彼女はベイルがカリンの事を気に入っている事は知っている。妹だからというのもあるが、何より5年前の襲撃の時に当時はまだ引っ込み思案で貴族はもちろんバルバッサ家に対して全く興味を持っていなかったベイルがあそこまでキレるのは驚いた程だ。そんな兄がまさかカリンに対して一切気付いていないなど考えられないくらいだ。
そんな事を考えていると、観客席からメルが姿を現す。
「あの、私のテストっていつ行われるのでしょうか?」
メルがそう尋ねると、ギルドマスターが何かを言おうとする前にシルヴィアが答えた。
「今から始めるつもり」
「……わかりました。よろしくお願いします」
そう一礼したメルは大きく胸を揺らす。それを見てギーザスはそそられたが反対にシルヴィアが殺意を向ける。
「ええ。覚悟してね」
それからシルヴィアはメルと戦う事になった。周りはメルが戦う姿に歓喜するが、それはすぐに静寂に変わる。
「どこからかかっても来なさい」
そう言ったシルヴィアの言葉に甘えるようにメルは仕掛ける。しかしその仕掛け方が異常だった。
メルは懐から何かを投げるとシルヴィアが水弾で貫く。しかし直撃した箇所よりも後ろから閃光が放たれた。
(閃光玉⁉)
まさかの手段に驚くシルヴィア。だが彼女の実力は並大抵ではない。魔力を感じてそっちに向けて水弾を飛ばすがそこには誰もいない。
(なるほど。そういうことね)
シルヴィアはトリアイナを出して周囲に風の刃を放出。それに巻き込まれたメルは吹き飛ばされた。
「くっ……」
「姿を消せるなんて珍しいけど、気配を辿ればどうという事は無いわ」
「魔法使いの割にやれるじゃない」
「ならば魔法使いのイメージを変えると良い。むしろ、後ろで援護しかしない魔法使いなどゴミ。魔法使いはたった1人で戦況を変えてこその職よ。本来パーティ単位で運用するならば軍で十分」
風の刃を飛ばしてメルを牽制。同時にその後ろから蛇を思わせる程の風を作りメルに襲わせた。メルはギリギリで回避しようとするが周囲に展開されている風力に引っ張られて巻き込まれて壁に叩きつけられる。
「……くっ……悔しいけど、降参」
動けないメル。同時に盛り上がっている胸を見て勝負に勝ったはずのシルヴィアはメルを睨んだ。
「試験お疲れ様でした」
受付嬢にそう言われて、戻ってきたベイルと共にメルは冒険者として登録されているパーソナルカードを受け取る。

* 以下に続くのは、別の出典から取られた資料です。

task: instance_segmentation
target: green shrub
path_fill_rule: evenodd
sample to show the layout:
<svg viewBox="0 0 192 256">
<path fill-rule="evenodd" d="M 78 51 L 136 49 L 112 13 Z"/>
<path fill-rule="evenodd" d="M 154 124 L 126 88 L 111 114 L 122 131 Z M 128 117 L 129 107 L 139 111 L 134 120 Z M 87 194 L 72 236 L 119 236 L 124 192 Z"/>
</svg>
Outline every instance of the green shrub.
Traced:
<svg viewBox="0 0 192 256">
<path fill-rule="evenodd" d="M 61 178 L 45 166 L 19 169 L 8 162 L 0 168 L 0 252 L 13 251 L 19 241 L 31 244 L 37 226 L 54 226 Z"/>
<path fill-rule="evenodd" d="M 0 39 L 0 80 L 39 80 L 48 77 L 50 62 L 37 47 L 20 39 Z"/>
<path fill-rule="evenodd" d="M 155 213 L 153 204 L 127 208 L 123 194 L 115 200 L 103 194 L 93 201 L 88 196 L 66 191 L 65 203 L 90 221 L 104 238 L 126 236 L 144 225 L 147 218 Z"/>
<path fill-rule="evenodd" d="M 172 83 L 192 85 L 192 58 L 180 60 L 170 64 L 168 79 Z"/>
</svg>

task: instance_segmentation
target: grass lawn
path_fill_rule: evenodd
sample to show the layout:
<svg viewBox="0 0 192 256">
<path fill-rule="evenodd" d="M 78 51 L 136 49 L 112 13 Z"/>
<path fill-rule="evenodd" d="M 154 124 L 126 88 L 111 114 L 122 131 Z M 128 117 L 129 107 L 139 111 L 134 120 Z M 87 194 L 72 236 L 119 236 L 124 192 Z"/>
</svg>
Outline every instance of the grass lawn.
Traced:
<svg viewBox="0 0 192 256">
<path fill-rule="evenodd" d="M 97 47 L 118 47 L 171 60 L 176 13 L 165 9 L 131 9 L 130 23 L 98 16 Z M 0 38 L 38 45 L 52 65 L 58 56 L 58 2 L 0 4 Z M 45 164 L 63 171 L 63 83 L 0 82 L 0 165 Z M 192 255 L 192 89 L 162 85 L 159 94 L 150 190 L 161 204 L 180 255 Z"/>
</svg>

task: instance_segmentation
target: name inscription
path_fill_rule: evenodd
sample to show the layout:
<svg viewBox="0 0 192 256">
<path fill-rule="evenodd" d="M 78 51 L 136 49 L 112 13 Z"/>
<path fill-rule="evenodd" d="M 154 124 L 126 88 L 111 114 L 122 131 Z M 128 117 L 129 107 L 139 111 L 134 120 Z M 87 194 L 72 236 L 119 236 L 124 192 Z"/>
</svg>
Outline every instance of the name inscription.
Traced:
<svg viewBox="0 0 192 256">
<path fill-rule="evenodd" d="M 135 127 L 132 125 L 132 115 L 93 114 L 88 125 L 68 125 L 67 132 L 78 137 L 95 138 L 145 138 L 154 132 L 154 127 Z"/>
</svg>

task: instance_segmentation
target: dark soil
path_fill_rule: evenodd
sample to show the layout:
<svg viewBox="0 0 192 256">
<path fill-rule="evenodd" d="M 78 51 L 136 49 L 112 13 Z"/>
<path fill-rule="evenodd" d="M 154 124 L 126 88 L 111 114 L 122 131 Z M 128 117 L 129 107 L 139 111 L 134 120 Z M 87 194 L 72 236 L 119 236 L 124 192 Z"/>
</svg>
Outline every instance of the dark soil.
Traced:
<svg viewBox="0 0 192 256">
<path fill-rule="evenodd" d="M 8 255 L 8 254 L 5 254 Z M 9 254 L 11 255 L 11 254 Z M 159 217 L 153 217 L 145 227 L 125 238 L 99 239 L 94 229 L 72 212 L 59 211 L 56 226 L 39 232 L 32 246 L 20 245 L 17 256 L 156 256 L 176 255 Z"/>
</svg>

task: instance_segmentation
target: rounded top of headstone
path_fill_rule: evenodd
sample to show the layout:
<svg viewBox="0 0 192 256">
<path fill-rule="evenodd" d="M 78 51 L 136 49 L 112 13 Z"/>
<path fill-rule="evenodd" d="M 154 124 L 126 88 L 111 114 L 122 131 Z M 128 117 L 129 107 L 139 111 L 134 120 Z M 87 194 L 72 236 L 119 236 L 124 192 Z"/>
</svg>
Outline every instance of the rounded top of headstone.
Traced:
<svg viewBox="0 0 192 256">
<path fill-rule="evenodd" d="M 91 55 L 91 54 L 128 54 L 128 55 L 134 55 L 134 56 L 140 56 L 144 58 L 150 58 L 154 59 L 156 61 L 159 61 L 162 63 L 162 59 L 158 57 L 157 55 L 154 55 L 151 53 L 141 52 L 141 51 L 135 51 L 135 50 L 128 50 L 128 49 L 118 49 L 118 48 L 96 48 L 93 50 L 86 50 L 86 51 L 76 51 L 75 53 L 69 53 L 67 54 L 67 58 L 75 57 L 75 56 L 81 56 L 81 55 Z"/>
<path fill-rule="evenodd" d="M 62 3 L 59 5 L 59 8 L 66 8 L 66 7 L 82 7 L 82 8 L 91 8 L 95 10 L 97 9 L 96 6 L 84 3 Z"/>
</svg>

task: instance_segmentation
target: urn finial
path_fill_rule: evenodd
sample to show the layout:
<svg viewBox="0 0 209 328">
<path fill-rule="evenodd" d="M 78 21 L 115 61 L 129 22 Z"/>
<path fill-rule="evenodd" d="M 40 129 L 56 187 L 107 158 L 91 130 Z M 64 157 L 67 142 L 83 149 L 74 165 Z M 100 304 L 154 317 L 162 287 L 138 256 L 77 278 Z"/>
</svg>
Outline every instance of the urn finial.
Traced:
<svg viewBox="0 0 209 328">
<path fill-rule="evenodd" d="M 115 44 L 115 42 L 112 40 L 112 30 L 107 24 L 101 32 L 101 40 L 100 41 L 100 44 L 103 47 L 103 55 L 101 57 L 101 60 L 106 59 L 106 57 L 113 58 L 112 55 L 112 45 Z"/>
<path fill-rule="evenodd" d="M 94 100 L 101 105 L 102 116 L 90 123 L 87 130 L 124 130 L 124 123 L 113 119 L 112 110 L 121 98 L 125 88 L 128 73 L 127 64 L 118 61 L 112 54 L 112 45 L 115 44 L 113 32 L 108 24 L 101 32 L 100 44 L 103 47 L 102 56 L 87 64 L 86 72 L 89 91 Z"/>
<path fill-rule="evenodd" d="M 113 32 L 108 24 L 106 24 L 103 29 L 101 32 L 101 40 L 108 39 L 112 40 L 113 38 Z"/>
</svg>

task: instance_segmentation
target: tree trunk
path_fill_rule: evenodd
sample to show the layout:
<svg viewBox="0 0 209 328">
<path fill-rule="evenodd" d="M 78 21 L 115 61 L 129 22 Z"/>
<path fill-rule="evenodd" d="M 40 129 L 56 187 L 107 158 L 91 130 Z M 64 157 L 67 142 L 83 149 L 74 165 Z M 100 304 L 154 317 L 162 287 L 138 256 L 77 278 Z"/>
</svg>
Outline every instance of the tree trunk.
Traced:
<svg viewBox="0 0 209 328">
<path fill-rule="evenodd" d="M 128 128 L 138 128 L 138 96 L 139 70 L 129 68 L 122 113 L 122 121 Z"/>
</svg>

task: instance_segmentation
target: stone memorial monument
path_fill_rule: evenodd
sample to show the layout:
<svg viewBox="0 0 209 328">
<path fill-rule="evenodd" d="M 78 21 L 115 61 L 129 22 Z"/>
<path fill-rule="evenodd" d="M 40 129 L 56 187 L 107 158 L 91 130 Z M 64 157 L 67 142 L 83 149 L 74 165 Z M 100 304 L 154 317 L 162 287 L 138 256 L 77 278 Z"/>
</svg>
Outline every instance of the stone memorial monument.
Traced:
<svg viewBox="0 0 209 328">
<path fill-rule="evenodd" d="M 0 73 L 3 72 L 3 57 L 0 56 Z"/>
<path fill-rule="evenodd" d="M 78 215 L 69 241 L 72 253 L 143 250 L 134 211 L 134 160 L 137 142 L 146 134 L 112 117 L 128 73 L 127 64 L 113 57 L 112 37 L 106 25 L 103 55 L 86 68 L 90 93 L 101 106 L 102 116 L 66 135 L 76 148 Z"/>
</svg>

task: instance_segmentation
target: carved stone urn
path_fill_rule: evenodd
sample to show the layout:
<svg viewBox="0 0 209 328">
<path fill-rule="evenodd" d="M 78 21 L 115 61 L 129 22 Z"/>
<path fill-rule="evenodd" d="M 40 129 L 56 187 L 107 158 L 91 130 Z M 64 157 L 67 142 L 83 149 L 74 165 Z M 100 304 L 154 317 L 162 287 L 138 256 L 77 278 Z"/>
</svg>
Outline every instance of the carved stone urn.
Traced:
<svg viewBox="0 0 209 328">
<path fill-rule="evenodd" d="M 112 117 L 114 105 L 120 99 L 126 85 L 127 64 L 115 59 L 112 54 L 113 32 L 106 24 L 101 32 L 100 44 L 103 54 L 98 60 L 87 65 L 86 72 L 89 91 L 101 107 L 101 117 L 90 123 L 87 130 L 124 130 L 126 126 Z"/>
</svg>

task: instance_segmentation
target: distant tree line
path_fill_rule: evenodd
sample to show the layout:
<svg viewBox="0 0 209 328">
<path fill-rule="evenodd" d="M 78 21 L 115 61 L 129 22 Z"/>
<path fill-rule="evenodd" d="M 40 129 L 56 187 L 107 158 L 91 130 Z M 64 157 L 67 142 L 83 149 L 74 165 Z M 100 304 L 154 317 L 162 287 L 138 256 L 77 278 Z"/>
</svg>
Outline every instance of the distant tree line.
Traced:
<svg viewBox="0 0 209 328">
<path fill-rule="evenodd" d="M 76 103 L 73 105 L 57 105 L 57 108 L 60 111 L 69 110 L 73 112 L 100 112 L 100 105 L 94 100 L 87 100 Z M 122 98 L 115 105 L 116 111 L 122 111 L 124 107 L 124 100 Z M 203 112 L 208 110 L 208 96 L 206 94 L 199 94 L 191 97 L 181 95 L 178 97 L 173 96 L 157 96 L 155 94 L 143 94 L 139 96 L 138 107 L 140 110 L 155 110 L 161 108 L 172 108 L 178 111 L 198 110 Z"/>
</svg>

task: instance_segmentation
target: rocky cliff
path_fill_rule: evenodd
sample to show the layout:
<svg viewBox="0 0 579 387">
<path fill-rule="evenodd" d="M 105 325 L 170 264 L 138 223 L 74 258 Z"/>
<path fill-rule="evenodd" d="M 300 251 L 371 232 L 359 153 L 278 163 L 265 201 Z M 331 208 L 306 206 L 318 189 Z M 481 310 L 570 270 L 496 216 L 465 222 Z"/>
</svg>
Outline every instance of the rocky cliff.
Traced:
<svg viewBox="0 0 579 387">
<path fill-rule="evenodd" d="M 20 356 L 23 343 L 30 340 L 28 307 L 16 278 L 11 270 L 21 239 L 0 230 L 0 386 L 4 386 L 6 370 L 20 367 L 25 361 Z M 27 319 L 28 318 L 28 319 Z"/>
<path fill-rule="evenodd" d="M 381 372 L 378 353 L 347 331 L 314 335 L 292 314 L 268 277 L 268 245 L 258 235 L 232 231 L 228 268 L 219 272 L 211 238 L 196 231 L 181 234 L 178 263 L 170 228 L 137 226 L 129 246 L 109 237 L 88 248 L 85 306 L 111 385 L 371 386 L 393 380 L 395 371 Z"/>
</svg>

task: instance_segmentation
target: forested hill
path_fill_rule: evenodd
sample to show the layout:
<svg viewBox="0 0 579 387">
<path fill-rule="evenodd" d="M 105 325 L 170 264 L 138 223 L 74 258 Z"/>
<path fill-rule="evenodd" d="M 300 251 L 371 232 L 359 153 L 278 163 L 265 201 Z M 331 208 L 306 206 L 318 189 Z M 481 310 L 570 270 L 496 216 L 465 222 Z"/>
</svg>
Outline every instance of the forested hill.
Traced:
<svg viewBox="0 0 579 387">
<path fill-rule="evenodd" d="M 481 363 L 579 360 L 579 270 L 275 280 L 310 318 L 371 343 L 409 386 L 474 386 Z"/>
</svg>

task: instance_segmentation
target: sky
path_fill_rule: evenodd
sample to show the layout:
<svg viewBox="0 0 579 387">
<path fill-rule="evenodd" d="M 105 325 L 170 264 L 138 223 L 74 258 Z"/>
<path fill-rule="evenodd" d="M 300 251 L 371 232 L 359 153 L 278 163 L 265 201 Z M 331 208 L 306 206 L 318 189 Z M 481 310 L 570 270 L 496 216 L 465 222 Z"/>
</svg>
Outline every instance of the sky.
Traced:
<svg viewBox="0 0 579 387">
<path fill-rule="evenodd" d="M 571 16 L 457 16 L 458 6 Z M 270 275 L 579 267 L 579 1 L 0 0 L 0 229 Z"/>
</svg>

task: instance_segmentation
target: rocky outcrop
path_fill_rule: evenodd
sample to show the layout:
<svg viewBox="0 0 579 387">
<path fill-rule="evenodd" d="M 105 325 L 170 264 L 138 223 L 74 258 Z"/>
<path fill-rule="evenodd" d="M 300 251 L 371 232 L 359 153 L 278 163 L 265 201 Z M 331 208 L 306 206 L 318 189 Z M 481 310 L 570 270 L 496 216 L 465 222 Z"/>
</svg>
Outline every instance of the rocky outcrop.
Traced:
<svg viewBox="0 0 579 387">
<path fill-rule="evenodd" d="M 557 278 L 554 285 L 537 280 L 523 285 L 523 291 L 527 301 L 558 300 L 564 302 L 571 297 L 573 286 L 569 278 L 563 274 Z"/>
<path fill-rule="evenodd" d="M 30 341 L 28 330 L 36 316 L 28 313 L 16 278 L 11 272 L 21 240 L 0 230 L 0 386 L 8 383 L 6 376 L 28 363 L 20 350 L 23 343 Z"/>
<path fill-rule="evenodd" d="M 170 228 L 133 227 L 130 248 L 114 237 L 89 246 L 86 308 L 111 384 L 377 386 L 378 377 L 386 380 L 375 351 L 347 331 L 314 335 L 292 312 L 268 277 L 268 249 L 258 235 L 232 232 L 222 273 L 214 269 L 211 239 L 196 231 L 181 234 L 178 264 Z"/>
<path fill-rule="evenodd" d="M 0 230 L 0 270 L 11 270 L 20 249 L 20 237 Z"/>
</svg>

「ではお話の通り、ベイル様はCランク、メル様はEランクからのスタートになります。頑張ってランクを上げれば様々な特典をゲットできますよ!」
「特典って?」
「そうですね。男性の場合は娼館の利用料クーポン券などがあります」
「大丈夫です。ベイル君の処理は私がするので」
ときっぱりと言ったメル。ベイルはそれに驚いているが否定はしないがここで言う事かというのと、何より後ろから感じるプレッシャーがあった。そう、カリンとシルヴィアだった。
「……やっぱり胸なの? 胸なの……?」
「巨乳、滅ぶべし」
カリンとシルヴィアが忌々し気にしているが、むしろ視線を向けられているメルは勝者として微笑みを見せている。
「あ、いえ、大体の男性冒険者が利用するから、というので紹介させてもらっているだけです……」
受付嬢もまさかそこまでキッパリと言われるとは思っていなかったのか少しビクビクしていた。
「それと冒険者様には専用の寮が用意されています」
「……専用の寮?」
「はい。3年前の襲撃の際に王都のほとんどの施設が崩壊した事で建設された施設です。ギルドに併設されておりまして、鍛冶屋や道具屋などの購買部はもちろん、食堂での質も上がっているんです。貴族たちには下に見られているとはいえ冒険者は社会に無くてはならない人材が豊富ですからね!」
「そうなのか?」
「特にダンジョンの中はジーマノイドは入れないのは大概ですし、いくら戦力的に優れているとはいえ大きすぎればむしろ邪魔です。全く。ダンジョンだからこそ保全価値があるというのは国の方針として定まっているというのにむやみやたらに狩るとか、頭がおかしいんですよ、あの人たちは」
よほど嫌な思いをしていたようで、後半は受付嬢から黒いオーラを放っていた。だが本来、それは貴族に対する侮辱行為。一応貴族であるカリンとシルヴィアはあまり良い気はしない。
「何かあったのか?」
「あ、いえ……昔、王都近くに現れたダンジョンで少しありまして……ごめんなさい」
「いや、俺としてもそれに関しては気になる話だ。まさか貴族共が自分たちの場としてダンジョン攻略にジーマノイドでも持ってきたのか?」
「ええ」
「基本的に狭い道に大きい兵器を持ってくるなんて論外だろ。大体、ジーマノイドパイロットたるもの普通は生身での戦闘能力だって鍛えておかないといけないだろうに……あ、そうだ」
ベイルは何かに気付いて受付嬢に尋ねる。
「ところでここって魔物の素材を買い取ってもらったりってできないのか?」
「魔物の買い取りですか? 任務外の買い取りはあちらの解体所で行っています」
と受付嬢は手で示す。それを見てベイルはお礼を言ってそっちに向かう。
「すみませーん。魔物の買い取りと解体をお願いしたいんですが」
「はいよー」
ベイルが声をかけると奥から野太い男の声が聞こえた。実際に現れた男もガタイが良い感じで手には解体用の包丁を持っている。
「お、お前は期待の新人じゃねえか」
「ここに来るまでに確保した魔物の解体をお願いしたくてな」
「そうか。だが魔物の肉だって鮮度が必要だ。鮮度次第では価値は下がるぞ」
「それに関しては問題無い」
ベイルは何もない場所に両腕を突っ込んで倒した魔物の死骸を出していく。その量はかなりあってすぐに引き渡し用の台が一杯になった。
「………………えっと、ボウズ? これは?」
「魔物の死骸だ。ちなみに鮮度は当時の状態になっている。とにかく路銀が欲しいのですべて買い取りで」
「ちょっと待て! 今何をしようとした⁈」
「まだあるから全部出そうと……あ、でもあと台が5個は欲しいな」
その言葉に男は目を丸くする。
「ちょっと待て。それって所謂空間庫だよな? まだあるのか?」
「もちろん」
「わかった。中に入れ。一応環境保全のための魔法が飛ぶからもしバリア張っているなら解除しておけ」
ベイルはそのまま言われて中に入る。そんな光景を見ていたメルの両腕は手錠で拘束された。
「へ?」
「あなたには色々と聞きたい事があるの。当然、付いて来てくれるわよね?」
カリンが笑顔でそう言うが、その眼は一切笑っていなかった。